Segunda-feira, 20 de Novembro de 2017
ISSN 1519-7670 - Ano 19 - nº966

PRIMEIRAS EDIçõES > DESAFIO AOS LINGÜISTAS

Não estamos perdidos

Por lgarcia em 25/12/2002 na edição 204

DESAFIO AOS LINGÜISTAS

Sergio Rodrigues (*)

Como é rápida a Sra. Fittipaldi ao tirar suas conclusões, que ela gosta de chamar ? e chamar, e chamar de novo ? de "democráticas e democratizantes" [remissões abaixo]. O curioso é que a Sra. Fittipaldi parece pouco equipada para o exercício de virtudes tão elevadas. Para ela, é "arrogante, ignorante e/ou safado" qualquer um que discorde das suas concepções ? salvacionistas e coercitivas ? do que seja língua, linguagem, cultura, povo e nação; subfalares regionais e sociais, fluxos migratórios, construção de identidades sociolingüísticas, cidadania e limites da educação formal para dar conta de um drama que extrapola para todos os lados a competência de lingüistas e professores de português.

Um debate amplo sobre o tema, que faria bem demais ao ambiente, me parece mais próximo hoje do que ontem. Não imagino governo melhor que o PT para pôr na mesa uma discussão sobre língua, cultura e identidade nacional, o que inclui não só os analfabetismos (o propriamente dito e o funcional), mas uma cacetada de fatores, entre eles a trivialização galopante da cultura nas camadas "cultas" da sociedade também. Infelizmente, em todo o arco de alianças do PT, o PC do B parece o menos indicado para a tarefa. A língua escrita perde espaço para a língua falada, esta para as imagens. A internet é a internet, e fala inglês. Qual é o diagnóstico? Estamos perdidos! A cura? Estatizar a língua! O remédio? Transformar todos os games em "jogos", todos os surfistas em "ondistas"!

Estamos perdidos nada, Sra. Fittipaldi. Tínhamos mais de 80% de analfabetos literais há oito décadas, estamos avançando. Me desculpe, mas sua estimativa de 98,8% para o analfabetismo funcional na sociedade brasileira é meio cômica, meio insultuosa. Ninguém é louco de negar que temos, em convivência dialética com nossa enorme dívida social, uma baita dívida educacional, cultural, espiritual. No entanto, insistir na estimativa de que 98,8% dos brasileiros não entendem lhufas do que lêem é subestimar a inteligência alheia. É também fazer o papel político subalterno do semeador de pânico.

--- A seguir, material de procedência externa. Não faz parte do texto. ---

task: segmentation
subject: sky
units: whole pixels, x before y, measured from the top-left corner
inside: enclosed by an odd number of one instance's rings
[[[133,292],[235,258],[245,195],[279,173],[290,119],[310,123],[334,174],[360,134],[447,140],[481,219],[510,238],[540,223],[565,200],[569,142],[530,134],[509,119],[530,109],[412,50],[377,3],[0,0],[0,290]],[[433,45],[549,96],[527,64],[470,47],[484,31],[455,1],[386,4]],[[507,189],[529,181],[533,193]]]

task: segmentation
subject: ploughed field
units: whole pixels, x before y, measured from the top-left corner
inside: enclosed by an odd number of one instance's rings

O português brasileiro é uma bela e vigorosa língua, menos maltratada do que imaginam os gramatiqueiros, mais necessitada de cuidados do que sonham os curadores de bibliotecas. Uma língua tão diversa, tão rica e tão viva não merece as viseiras estatizantes que os defensores do projeto Aldo Rebelo lhe querem tascar. Ninguém disse que não se pode legislar sobre língua. Pode sim. Os legisladores fariam um bem enorme à ortografia brasileira, por exemplo, se disciplinassem o hífen. Os índios brasileiros andam necessitados de uma lei que proteja ? ou no mínimo estimule o estudo ? de suas línguas moribundas.

Debate de melhor nível

O que, a meu ver, não faz o menor sentido e está fadado a cair no vazio é essa opção voluntarista por diques e canais construídos pelo Estado para regular nosso jeito de falar, escrever e viver. Alvo principal: as palavras estrangeiras, "imperialistas", o que a rigor inclui quase todo o vocabulário técnico-científico ? muitos milhares de vocábulos, centenas deles de primeiríssima necessidade ? criado nos últimos 100 anos. Francamente, tanta estreiteza aplicada a uma língua como a nossa, que tomou de empréstimo (e jamais "devolveu") incontáveis palavras a idiomas estrangeiros, é de dar dó.

A boa notícia é que, se aprovarem, não vai pegar.

Eis a minha modesta opinião, Sra. Fittipaldi. A essa altura cumpre esclarecer que, embora lisonjeado, não posso aceitar minha inclusão entre os "supermestres da lingüística e das letras". Sou um jornalista sem qualquer credencial acadêmica além da graduação ? embora tente, como escritor apaixonado pelo assunto, divulgar saberes linguageiros a bom mercado em minha coluna no Jornal do Brasil. A senhora pode não acreditar, mas eu também perco o sono com o país que deixaremos para nossos filhos. Só não acredito que, censurando o hot dog da carrocinha e descartando os verdadeiros mestres da lingüística por estúpidos ou vendidos ao ouro de Washington, a senhora e seu grupo possam chegar a resultado decente.

O Observatório fica nos devendo um debate de melhor nível sobre o tema.